Functions, Decorators & Lambdas

When to use

Name reusable behaviour; wrap with cross-cutting concerns; pass a small inline callback.

Analogy

A function is a recipe card; decorator is a laminator that adds ‘gluten-free’ or ‘spicy’ to the card; lambda is a sticky note for a one-liner.

Data-flow diagram

  @trace
  def add(a,b): return a+b

  becomes: add = trace(add)
  call add(2,3) -> wrapper prints CALL -> add(2,3) -> 5

Deep explanation

Functions are first-class: assignable, passable, returnable. Decorators wrap a function (stacking @a @b def f applies bottom-up). @functools.wraps(func) preserves __name__/__doc__ - always use it. Lambdas are restricted to one expression for throwaway callbacks.

Examples

Example 1

def greet(name):
    return f'Hello, {name}'
print(greet('Ada'))

simplest def; positional arg.

Example 2

import functools
def trace(func):
    @functools.wraps(func)
    def wrapper(*args, **kwargs):
        print(f'CALL {func.__name__}')
        return func(*args, **kwargs)
    return wrapper

@trace
def add(a, b): return a + b

decorator with *args, **kwargs; @functools.wraps keeps metadata.

Example 3

tickets = [('hi',1),('low',5),('med',3)]
print(sorted(tickets, key=lambda t: t[1]))

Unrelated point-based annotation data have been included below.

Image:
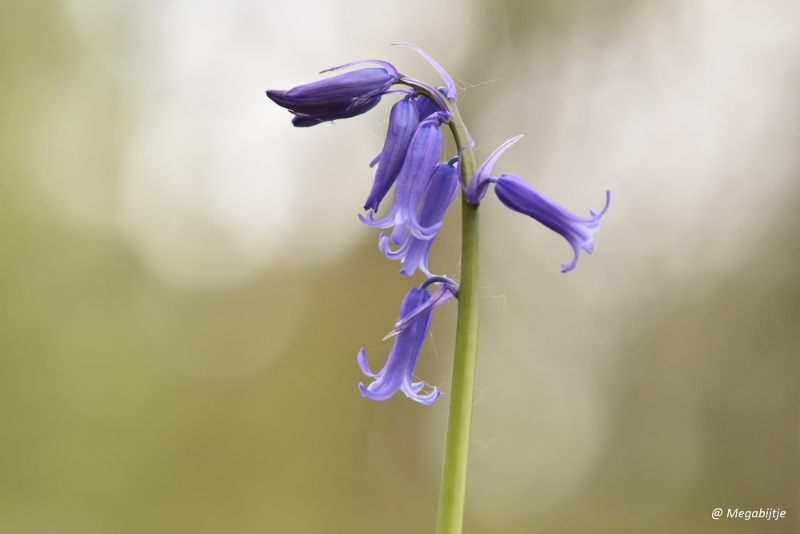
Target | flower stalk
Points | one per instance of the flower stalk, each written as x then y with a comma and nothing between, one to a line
459,419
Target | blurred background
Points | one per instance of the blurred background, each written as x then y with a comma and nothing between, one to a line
184,283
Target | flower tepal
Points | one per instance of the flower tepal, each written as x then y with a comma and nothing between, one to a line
398,372
338,97
517,195
438,196
403,119
421,159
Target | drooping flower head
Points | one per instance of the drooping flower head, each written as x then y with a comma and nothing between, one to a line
416,312
479,183
398,372
517,195
438,196
338,97
403,120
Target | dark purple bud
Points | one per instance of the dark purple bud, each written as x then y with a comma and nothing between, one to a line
344,111
402,122
517,195
338,97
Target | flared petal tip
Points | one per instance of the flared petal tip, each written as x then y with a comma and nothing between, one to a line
425,400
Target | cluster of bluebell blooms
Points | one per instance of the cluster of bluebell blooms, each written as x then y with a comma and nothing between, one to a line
425,186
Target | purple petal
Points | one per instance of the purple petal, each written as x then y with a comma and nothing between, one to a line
403,119
452,93
519,196
397,374
476,189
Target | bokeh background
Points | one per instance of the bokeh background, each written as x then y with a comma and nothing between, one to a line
184,284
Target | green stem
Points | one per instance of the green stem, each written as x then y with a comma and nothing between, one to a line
456,453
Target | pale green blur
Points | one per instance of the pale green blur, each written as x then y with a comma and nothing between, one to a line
655,383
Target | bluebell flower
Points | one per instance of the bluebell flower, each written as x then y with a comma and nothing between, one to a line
479,183
411,329
451,92
517,195
403,119
438,196
338,97
424,152
398,372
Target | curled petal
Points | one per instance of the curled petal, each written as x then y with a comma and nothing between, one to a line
440,193
403,120
476,189
385,64
446,292
422,155
397,374
517,195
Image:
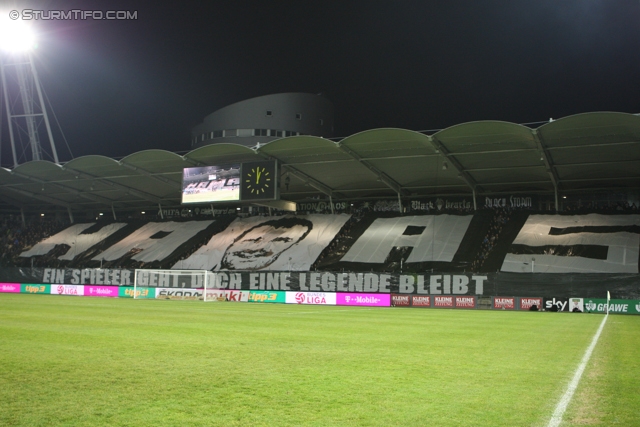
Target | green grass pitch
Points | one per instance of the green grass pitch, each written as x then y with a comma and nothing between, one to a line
73,361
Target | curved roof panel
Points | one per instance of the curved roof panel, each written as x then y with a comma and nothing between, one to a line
585,152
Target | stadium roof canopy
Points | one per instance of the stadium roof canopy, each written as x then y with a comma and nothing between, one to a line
588,152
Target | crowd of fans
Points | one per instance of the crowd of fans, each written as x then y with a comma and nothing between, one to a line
500,218
16,237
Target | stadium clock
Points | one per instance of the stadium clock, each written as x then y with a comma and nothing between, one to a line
258,181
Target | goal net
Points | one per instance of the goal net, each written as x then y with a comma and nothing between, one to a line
176,284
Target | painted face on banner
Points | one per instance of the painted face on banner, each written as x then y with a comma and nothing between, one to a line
261,245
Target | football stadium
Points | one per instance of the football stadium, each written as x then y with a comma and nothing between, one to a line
485,274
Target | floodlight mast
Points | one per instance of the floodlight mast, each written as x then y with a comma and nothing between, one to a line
17,60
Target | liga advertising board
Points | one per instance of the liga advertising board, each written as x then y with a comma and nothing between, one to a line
316,298
371,300
10,287
27,288
268,296
101,291
77,290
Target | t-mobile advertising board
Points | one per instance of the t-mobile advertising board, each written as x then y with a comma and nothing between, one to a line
101,291
77,290
10,287
318,298
376,300
504,303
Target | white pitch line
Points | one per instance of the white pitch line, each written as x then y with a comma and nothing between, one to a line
556,418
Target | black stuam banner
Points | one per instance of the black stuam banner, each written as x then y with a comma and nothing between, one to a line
622,286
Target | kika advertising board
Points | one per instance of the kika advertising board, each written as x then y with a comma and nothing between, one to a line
372,300
267,296
10,287
140,292
504,303
317,298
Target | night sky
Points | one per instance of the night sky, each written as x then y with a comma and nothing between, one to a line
118,87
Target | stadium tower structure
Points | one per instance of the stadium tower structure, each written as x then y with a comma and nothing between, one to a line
256,121
22,93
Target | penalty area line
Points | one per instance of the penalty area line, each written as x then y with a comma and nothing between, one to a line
556,418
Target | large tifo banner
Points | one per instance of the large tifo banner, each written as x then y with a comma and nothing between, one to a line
289,242
623,286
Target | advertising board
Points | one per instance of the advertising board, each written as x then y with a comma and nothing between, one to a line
10,287
400,300
421,301
465,302
267,296
443,301
316,298
373,300
504,303
27,288
77,290
101,291
526,303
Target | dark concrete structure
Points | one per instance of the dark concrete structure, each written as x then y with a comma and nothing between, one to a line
257,121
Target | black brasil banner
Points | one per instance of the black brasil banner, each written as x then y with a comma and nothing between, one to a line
625,286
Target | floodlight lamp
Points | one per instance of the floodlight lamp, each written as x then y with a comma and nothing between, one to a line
15,35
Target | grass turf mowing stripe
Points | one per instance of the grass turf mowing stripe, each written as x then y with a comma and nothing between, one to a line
556,418
120,362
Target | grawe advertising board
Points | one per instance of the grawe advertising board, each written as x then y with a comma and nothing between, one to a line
10,287
504,303
618,306
77,290
317,298
373,300
27,288
443,301
267,296
101,291
527,303
562,304
127,292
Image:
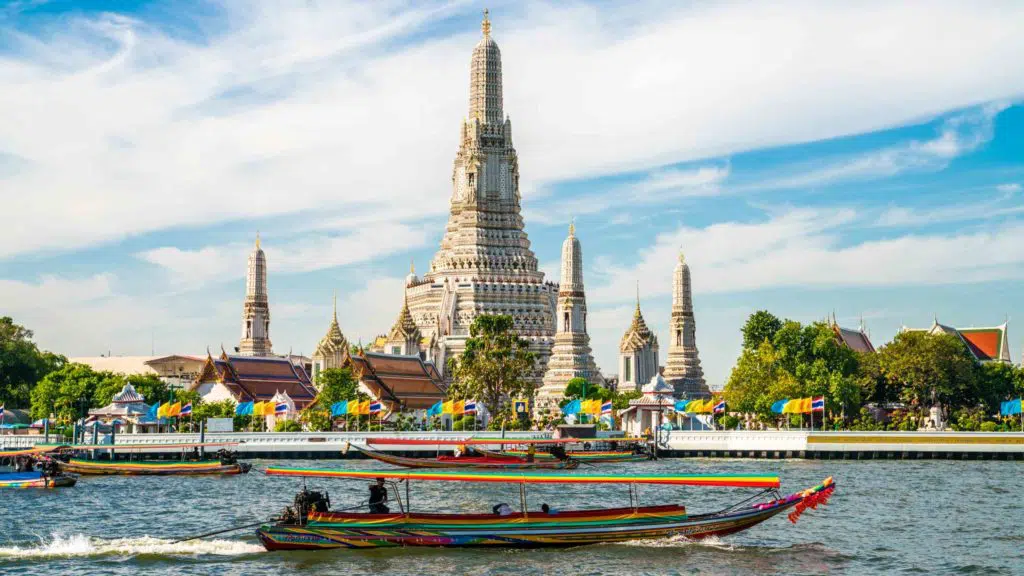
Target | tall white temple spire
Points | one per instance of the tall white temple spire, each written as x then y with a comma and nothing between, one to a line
570,357
682,368
256,311
484,264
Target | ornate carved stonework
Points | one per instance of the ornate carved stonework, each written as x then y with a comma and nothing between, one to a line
484,264
682,368
256,311
570,357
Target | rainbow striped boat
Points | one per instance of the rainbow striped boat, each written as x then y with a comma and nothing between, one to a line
95,467
320,529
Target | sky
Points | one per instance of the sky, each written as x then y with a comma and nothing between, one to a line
809,158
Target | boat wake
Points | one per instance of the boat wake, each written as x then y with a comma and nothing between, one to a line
81,545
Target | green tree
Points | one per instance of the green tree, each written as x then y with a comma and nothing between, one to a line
22,364
495,365
337,384
930,369
59,392
761,326
150,385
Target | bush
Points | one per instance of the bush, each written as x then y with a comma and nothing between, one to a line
287,425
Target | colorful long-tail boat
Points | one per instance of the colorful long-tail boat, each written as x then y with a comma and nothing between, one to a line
27,475
311,526
225,464
474,462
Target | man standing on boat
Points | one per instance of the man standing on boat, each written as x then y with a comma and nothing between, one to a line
378,498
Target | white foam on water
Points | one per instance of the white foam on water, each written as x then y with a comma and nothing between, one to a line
680,541
82,545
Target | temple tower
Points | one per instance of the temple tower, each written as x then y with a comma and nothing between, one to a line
332,348
484,264
637,354
256,311
570,356
682,368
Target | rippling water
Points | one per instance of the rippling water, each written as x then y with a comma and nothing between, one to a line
886,517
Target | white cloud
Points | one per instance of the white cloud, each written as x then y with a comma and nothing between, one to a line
120,128
193,269
806,248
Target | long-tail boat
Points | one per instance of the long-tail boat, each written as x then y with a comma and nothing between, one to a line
311,526
475,462
553,449
26,474
226,462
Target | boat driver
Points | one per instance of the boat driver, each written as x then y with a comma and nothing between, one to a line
378,498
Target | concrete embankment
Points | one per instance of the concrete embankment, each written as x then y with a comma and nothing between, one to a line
733,444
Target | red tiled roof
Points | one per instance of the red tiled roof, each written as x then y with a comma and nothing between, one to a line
985,343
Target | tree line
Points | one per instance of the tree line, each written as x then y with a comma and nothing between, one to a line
907,376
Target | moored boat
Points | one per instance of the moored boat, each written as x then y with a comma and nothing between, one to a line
476,462
30,470
310,526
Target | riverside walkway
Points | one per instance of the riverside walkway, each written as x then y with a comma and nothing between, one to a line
729,444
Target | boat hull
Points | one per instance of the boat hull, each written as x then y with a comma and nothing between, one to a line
36,480
471,462
95,467
591,456
539,530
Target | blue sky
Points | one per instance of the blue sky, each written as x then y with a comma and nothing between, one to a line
806,157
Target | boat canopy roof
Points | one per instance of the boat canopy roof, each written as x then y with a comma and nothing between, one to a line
491,441
130,447
726,480
26,452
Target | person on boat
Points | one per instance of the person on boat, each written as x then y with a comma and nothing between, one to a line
378,498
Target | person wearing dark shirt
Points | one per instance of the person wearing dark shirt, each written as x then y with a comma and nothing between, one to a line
378,498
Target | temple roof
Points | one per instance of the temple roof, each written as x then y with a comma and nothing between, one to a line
258,378
401,379
986,344
638,335
128,396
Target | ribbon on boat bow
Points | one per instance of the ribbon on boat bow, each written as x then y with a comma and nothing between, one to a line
810,498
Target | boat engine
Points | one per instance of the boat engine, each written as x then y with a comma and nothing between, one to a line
558,452
305,502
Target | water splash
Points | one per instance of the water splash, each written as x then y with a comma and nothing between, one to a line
81,545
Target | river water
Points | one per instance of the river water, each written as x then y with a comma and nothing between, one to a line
886,517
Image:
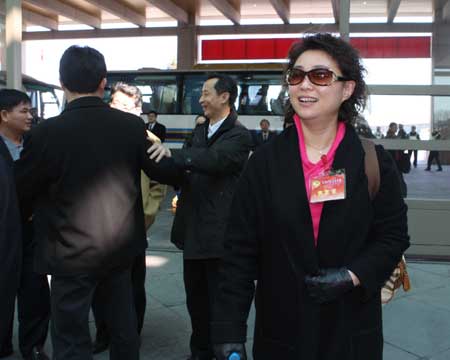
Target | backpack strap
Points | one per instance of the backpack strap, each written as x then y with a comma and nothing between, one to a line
371,167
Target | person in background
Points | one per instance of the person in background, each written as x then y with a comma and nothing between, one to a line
128,98
155,127
401,132
303,229
81,173
265,135
397,155
434,154
33,294
378,134
212,164
413,135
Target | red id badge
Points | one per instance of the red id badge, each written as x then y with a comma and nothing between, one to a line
328,186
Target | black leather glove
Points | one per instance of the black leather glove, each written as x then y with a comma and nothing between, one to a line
328,284
225,351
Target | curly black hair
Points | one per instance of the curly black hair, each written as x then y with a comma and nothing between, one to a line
349,62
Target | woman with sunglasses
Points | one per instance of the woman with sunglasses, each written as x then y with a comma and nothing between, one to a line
302,225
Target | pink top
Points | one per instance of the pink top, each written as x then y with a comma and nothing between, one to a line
311,170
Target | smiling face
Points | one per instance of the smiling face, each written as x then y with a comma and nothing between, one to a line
18,119
314,102
214,105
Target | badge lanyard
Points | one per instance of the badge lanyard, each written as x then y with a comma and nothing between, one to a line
328,185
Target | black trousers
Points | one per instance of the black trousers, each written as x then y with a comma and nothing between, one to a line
71,300
200,282
411,152
33,302
434,155
138,272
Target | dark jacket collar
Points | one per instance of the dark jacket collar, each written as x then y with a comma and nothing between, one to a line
229,123
85,101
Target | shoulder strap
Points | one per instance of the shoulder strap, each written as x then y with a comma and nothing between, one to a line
371,167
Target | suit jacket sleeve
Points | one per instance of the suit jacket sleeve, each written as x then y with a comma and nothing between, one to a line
389,231
225,157
10,233
240,262
35,163
164,172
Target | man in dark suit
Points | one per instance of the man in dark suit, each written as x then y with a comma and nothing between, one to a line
265,135
10,250
81,171
212,161
155,127
33,294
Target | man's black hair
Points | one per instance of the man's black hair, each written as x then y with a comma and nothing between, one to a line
225,83
10,98
81,69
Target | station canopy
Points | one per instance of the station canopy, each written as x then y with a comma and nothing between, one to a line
66,15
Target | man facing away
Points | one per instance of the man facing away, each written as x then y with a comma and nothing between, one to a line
128,98
33,294
81,171
212,161
10,252
265,135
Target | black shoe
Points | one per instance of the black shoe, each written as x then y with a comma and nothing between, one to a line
98,346
37,354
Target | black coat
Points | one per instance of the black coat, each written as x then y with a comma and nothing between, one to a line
81,170
213,168
270,239
10,240
159,130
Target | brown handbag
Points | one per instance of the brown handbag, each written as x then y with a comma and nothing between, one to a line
399,276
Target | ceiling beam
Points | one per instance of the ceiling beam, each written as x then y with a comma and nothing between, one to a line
99,33
446,11
121,11
171,9
282,9
228,10
68,11
31,17
229,30
393,6
336,10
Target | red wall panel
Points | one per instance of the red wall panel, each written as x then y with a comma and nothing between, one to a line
277,48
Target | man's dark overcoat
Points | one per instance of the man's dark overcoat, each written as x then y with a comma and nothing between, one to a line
81,170
213,168
270,239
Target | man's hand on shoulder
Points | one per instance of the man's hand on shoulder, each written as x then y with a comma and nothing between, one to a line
158,151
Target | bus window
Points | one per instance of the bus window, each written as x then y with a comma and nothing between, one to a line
260,94
159,93
192,90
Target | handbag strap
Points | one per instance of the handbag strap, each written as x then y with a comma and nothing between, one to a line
371,167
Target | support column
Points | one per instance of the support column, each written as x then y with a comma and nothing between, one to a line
187,44
344,19
13,43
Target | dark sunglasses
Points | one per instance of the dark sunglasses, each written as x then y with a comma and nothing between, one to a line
320,77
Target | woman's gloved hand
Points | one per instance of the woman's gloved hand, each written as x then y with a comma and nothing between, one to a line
227,351
328,284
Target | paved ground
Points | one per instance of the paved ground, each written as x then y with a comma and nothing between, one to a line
416,324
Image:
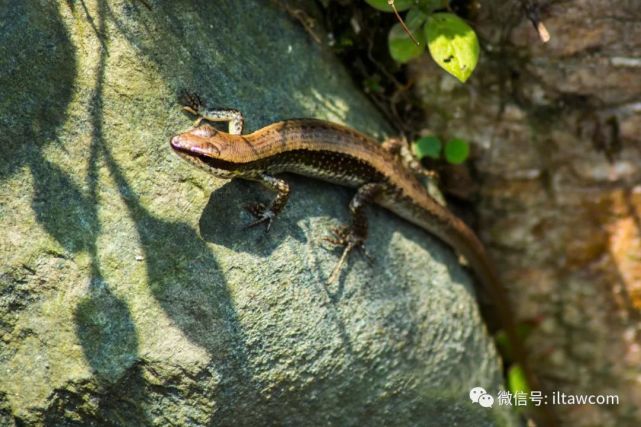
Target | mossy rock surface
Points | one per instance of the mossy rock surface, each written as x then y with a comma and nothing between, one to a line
130,294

lambda as standard key= callback.

Common mistake

Writing a decorator without @functools.wraps(func) - the wrapped function loses its __name__, breaking debuggers, Sentry fingerprinting, OpenAPI schemas. Always @wraps(func).

Key takeaway

Default to def; lambdas only for key=/value= callbacks; @functools.wraps on every decorator; prefer *args, **kwargs forwarding.